## Improve MBSAC

Phil Brafield has now finished his master's thesis, and we should now start improving MBSAC. As we discussed yesterday, there is four steps that we need to perform to achieve the goal of having an abstract representation on which we can train a policy hopefully more efficiently, and to also address the noisy-tv-problem.

- Work on improving the intrinsic reward with a forward model
- Implement the abstraction function \phi. This requires also to implement the inverse model, because otherwise, the forward model with just learn the identity function.
- Implement the intrinsic reward based on the prediction error in the abstract space.
- Have the policy operate in the abstract space. If we want to use HER, this requires us to also learn an inverse abstraction function \phi^-1, because otherwise we cannot implement the state-2-goal function that is necessary to compute the hindsight rewards.
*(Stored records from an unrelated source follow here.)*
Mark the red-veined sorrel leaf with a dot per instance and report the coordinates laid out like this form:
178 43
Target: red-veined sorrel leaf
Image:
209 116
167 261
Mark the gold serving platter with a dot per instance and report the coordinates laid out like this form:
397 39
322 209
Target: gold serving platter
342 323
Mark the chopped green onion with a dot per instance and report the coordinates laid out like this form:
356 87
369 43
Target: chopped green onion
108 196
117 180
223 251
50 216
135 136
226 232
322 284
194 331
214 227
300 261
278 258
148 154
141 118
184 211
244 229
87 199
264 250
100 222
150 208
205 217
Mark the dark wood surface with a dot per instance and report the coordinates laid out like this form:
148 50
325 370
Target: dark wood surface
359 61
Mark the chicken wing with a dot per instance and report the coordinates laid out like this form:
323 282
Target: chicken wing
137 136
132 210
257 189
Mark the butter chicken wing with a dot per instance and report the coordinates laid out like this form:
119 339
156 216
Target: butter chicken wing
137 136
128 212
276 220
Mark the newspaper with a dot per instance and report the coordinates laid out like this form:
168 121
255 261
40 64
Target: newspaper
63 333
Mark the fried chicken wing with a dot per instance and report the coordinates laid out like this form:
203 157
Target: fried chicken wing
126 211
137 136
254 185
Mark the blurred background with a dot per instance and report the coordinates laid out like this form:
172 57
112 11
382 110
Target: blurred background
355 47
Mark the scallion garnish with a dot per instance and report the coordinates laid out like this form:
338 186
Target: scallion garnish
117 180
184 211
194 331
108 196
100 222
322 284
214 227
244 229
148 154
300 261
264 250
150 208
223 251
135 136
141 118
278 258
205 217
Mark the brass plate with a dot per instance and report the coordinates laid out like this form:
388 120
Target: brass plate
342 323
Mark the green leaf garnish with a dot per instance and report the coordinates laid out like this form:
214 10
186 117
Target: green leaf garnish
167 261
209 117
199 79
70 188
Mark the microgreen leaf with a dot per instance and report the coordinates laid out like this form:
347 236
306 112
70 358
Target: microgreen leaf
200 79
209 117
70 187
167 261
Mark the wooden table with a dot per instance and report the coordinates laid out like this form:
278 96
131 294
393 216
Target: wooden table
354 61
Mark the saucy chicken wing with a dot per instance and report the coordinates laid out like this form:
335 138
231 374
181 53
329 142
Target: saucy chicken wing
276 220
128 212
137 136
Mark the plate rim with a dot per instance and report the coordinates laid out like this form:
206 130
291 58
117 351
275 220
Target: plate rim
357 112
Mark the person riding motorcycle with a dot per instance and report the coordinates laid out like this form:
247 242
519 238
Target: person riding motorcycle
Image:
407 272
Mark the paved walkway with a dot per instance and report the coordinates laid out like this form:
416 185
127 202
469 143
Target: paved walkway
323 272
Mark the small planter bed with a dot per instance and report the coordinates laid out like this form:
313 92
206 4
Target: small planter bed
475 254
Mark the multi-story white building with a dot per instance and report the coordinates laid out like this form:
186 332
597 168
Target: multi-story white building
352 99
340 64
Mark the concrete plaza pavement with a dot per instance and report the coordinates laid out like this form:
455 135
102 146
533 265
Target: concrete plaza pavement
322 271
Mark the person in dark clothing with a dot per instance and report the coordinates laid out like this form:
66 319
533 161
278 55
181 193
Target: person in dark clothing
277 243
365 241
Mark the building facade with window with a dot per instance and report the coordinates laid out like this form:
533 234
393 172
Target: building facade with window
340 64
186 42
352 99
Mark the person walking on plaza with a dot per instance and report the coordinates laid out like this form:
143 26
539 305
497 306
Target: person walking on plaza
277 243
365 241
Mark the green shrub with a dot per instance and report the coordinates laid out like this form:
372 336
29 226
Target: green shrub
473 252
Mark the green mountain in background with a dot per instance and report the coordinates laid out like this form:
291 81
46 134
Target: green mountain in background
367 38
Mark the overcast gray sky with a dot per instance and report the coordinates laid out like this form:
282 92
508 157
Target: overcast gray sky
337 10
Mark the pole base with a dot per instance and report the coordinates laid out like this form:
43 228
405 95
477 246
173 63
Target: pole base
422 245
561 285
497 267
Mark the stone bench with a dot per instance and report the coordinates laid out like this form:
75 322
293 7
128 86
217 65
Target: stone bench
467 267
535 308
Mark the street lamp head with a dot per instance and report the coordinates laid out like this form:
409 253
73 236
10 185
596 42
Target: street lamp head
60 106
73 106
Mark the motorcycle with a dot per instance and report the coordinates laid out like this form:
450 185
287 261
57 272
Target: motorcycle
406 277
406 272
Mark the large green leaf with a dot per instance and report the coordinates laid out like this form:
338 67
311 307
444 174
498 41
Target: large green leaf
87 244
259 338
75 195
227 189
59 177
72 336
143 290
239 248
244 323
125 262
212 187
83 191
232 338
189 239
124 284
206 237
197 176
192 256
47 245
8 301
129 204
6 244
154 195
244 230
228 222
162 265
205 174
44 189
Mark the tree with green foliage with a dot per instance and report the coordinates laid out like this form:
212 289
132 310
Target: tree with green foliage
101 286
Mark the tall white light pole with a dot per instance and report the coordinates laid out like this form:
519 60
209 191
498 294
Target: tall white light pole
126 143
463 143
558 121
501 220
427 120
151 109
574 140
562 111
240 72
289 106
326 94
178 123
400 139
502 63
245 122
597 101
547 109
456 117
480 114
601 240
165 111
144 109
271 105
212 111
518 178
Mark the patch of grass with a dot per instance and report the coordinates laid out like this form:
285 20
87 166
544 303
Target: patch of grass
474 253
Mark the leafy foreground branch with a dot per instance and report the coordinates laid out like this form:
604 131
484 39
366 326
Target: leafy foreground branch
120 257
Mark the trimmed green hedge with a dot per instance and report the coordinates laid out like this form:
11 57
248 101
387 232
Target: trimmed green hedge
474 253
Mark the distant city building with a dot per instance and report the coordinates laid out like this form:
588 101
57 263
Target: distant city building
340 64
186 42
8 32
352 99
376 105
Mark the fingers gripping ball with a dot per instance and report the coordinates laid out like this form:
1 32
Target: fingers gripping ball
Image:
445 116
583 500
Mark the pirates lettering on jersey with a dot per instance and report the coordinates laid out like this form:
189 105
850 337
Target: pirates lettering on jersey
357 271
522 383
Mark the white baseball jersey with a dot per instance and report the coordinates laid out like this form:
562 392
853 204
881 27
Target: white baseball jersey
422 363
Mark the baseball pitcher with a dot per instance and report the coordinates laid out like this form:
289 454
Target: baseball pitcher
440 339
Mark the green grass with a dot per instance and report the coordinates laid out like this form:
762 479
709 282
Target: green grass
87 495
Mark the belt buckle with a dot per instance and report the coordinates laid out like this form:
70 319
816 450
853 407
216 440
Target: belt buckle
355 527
This issue is about the first part. Phil implemented the intrinsic reward as the normalized entropy of the predictions of the ensemble. The steps for future work are as follows:

- Automate the shape of the forward model. Right now, it is manually defined in the .yaml file.
- Implement a different normalization method. Phil normalized based on the min and max entropy over the whole training process. It is probably better to normalize over a sliding window of min and max of the past X episodes. This requires adding a respective paramter "fwd_normalize_over_n_episodes" (instead of episodes, we could also use steps)
- Compare using the entropy with using the (normalized) prediction error as intrinsic reward. We could also use both and have balance values for both.
- Try multiplying the entropy with the prediction error. This way, the system would generate intrinsic reward if it is very certain about a prediction, and if that prediction was false. It would not generate intrinsic reward if the prediction is false, but the prediction confidence is low.
- Use a decaying balance parameter, i.e., the better the model is trained, the lower the intrinsic reward.
- Implement a visualization method that helps to identify overfitting. For example, this could be a heatmap to show where the ant moves in the ant environment. A more general approach would be to record the variance of the observation vector for each individual episode, and compare the average variance over all episodes with the overall variance over all episodes when not using intrinsic reward.